‘That he fucked — sorry, blew — a bull.’
‘And how do we stand the story up for him?’
The media adviser was silent.
‘Do we know for sure that he blew a bull?’ the chief-of-staff asked.
I was proud that they’d adopted my nomenclature.
‘We’re reasonably sure,’ the policy director said.
‘Why?’ asked the chief-of-staff.
‘There’s talk of a video.’
‘Has anyone seen it?’
‘No.’
‘Then how can we be sure?’
‘A journo told me he reckons there’s footage out there.’
‘This sounds like a shit parlour game,’ the chief-of-staff said.
‘I’m pretty confident,’ the media adviser said, shuffling papers before him. ‘I’ve spoken with a reporter on background, and he shared what a witness told him.’
‘And what did the witness say?’
‘That he inhaled a cow shaft.’
‘We’ve just learnt that a cow doesn’t have a shaft.’
‘Fuck, Liz, that’s just what he said, okay?
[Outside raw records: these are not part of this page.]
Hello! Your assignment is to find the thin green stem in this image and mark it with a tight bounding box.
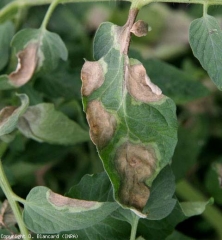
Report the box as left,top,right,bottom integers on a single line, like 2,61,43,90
203,3,208,16
130,214,140,240
41,0,61,29
0,160,29,240
176,180,222,239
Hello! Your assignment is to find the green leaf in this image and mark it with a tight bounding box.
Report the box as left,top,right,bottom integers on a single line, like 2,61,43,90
66,172,114,202
23,187,119,233
12,29,68,72
189,14,222,90
171,114,210,181
82,10,177,211
166,231,194,240
143,166,177,220
66,172,133,240
0,75,15,90
144,60,210,104
18,103,89,145
0,94,29,136
0,21,15,70
180,198,214,217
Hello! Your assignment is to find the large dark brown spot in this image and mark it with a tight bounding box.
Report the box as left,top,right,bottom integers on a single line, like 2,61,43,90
86,100,116,148
115,143,156,211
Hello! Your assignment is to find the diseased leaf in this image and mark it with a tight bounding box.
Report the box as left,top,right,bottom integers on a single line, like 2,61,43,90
23,187,119,233
0,21,15,70
143,166,177,220
0,94,29,136
12,29,68,71
18,103,89,145
144,59,210,104
189,14,222,90
81,9,177,211
66,172,114,202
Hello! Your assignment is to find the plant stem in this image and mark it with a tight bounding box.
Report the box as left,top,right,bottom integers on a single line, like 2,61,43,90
41,0,61,29
176,180,222,239
130,214,140,240
203,3,208,16
0,0,222,22
0,160,29,240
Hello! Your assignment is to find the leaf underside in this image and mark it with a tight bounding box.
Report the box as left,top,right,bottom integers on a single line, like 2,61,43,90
81,9,177,211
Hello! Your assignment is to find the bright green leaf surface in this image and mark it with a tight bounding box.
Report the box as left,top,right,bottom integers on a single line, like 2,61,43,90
190,14,222,90
166,231,194,240
143,166,177,220
18,103,89,145
180,198,214,217
12,29,68,72
23,187,119,233
0,75,15,90
0,94,29,136
0,22,14,70
144,60,210,104
82,14,177,210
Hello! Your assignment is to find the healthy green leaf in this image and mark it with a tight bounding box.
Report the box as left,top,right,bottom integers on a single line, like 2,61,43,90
180,198,214,217
0,75,15,90
0,94,29,136
144,60,210,104
143,166,177,220
23,187,119,233
12,29,68,72
18,103,89,145
189,14,222,90
0,21,15,70
82,10,177,211
166,231,194,240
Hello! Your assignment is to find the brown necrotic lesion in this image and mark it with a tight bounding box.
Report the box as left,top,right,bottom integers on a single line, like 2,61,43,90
126,64,164,103
86,100,116,149
115,143,156,211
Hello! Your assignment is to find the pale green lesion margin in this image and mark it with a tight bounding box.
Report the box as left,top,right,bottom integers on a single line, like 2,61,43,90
0,160,29,240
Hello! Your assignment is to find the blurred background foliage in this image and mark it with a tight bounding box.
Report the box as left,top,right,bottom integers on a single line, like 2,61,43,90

Inhaled. A. Cow. Shaft. We can all agree that we’re ignorant about the taxonomy of livestock. What remains is the dubious flagrante.’
Until now, my boss, Belinda, had remained conspicuously quiet. Then she straightened in her chair. ‘We could push out something flimsy,’ she said, seeming irritated, ‘and then be caught in accusations of sleaze.’
‘Go on,’ said the chief-of-staff.
‘It’s simple,’ Belinda said. ‘This story didn’t originate with us. We’ve only heard about it. And we’ve heard about it because you think there are nauseated witnesses, bewildered colleagues, and insulted farmers to corroborate the story. Okay? Now, if this is true, we don’t need to do anything. If we leak, it will eventually be reported that we leaked. Right now, we are innocents. Humble and committed public servants who will later be appalled by the news that the dignity of a bull, and of democracy itself, have been defiled.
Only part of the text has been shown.